Elizabeth nodded, feeling her knees sag a bit. “I may need to sit down.”

In truth, she was relieved when he released her, and she walked on rubbery legs to the couch. He followed her, but stood against the kitchen bar, arms crossed over his chest.

“But that’s not all I can do, apparently,” she said, clenching and unclenching her fists. “I can see danger before it happens, but I can also wish people dead.
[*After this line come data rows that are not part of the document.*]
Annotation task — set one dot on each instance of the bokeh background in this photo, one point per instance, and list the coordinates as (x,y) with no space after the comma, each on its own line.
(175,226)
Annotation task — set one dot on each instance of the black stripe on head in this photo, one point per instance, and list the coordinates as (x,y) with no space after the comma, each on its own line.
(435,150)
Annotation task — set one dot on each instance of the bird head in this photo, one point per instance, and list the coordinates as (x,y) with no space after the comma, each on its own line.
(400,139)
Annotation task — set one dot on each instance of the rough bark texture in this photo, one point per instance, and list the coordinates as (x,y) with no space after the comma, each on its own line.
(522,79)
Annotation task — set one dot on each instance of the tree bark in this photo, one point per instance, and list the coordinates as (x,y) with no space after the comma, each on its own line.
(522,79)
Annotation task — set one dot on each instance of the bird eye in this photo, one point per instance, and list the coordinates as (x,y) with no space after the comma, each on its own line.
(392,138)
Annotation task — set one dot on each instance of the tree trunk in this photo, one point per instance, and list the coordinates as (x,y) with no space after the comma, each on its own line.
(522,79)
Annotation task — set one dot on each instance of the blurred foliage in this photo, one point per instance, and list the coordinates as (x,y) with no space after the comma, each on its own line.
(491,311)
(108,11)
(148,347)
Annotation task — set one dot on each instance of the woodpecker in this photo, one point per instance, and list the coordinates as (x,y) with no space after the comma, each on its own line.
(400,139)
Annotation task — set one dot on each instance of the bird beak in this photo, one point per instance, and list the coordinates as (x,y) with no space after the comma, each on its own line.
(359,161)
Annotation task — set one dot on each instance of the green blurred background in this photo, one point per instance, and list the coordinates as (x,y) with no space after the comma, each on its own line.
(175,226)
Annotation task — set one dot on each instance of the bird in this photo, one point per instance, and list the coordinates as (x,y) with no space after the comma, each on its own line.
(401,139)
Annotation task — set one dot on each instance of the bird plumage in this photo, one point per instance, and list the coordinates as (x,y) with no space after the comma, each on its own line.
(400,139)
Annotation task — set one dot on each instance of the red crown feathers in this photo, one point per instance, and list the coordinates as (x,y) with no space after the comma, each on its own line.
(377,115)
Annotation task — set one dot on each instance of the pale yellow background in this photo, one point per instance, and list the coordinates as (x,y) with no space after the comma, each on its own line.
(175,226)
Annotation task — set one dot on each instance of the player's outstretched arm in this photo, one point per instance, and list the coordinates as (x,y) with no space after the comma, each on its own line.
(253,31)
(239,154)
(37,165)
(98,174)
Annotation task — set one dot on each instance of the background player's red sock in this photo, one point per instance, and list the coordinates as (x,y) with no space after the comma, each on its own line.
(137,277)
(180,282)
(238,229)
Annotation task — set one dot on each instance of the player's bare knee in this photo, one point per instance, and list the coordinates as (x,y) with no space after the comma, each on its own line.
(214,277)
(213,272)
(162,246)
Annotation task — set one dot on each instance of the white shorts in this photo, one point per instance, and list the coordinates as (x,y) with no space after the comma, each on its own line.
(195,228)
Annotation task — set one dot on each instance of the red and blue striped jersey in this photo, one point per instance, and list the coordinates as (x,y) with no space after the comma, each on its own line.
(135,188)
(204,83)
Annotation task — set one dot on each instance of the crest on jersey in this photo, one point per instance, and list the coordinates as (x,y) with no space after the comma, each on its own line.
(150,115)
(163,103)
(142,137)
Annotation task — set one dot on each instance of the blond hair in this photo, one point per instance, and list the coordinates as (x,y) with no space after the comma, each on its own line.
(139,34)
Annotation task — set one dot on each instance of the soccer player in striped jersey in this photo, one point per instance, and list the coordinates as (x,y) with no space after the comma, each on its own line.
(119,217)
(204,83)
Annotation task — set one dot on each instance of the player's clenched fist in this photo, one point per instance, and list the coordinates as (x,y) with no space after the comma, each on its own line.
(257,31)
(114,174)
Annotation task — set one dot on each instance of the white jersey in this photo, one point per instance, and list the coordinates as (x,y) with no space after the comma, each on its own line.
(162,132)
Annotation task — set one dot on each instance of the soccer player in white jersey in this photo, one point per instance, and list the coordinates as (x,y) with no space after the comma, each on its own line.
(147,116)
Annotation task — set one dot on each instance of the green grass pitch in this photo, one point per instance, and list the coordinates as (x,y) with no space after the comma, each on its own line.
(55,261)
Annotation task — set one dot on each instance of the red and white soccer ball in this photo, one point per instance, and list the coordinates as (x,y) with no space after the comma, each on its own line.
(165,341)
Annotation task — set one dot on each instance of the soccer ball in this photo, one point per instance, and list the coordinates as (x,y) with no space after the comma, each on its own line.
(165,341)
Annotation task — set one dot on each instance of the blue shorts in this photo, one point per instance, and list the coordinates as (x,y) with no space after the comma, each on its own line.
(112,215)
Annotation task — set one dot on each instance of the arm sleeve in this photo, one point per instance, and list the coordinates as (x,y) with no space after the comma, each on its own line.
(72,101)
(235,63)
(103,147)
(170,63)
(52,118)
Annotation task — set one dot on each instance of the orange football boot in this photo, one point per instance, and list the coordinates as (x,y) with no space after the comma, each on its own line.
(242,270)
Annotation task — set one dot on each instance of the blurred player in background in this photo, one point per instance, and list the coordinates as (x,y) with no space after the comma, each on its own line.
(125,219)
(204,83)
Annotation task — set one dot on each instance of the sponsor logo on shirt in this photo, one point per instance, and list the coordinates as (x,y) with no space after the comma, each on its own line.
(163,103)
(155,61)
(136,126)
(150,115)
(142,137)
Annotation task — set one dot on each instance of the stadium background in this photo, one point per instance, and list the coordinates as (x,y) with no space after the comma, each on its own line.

Don’t think Ravinia knows about that one,” she added on a short laugh.

“You’re going to have to explain,” he said after a beat.

“If I get angry enough at someone, furious to the point of seeing red, they suddenly befall some horrid fate and die. At least, that’s what’s been happening recently.”

For a moment, silence filled the room, then he broke down and laughed. “You’re putting me on.”

“I know what it sounds like.”

“No, seriously. What is this?”

“I told this very thing to Detective Thronson the night that she was shot.”

“You were mad at her? What’d she do that made you so mad?”

Elizabeth opened her mouth, then shut it again. He was making fun of her, but he’d inadvertently made a point. “No . . . I wasn’t. Not mad. I was scared, though.”

“Well, it’s impossible to wish someone dead,” he said, controlling his mirth when he realized she was being serious.

“Is it? You’ve spoken to Ravinia, heard what she has to say about her family who all live in that lodge, Siren Song. And I know you won’t believe me, but I sometimes feel danger when it’s coming near me.”

“You were at the restaurant the other night.”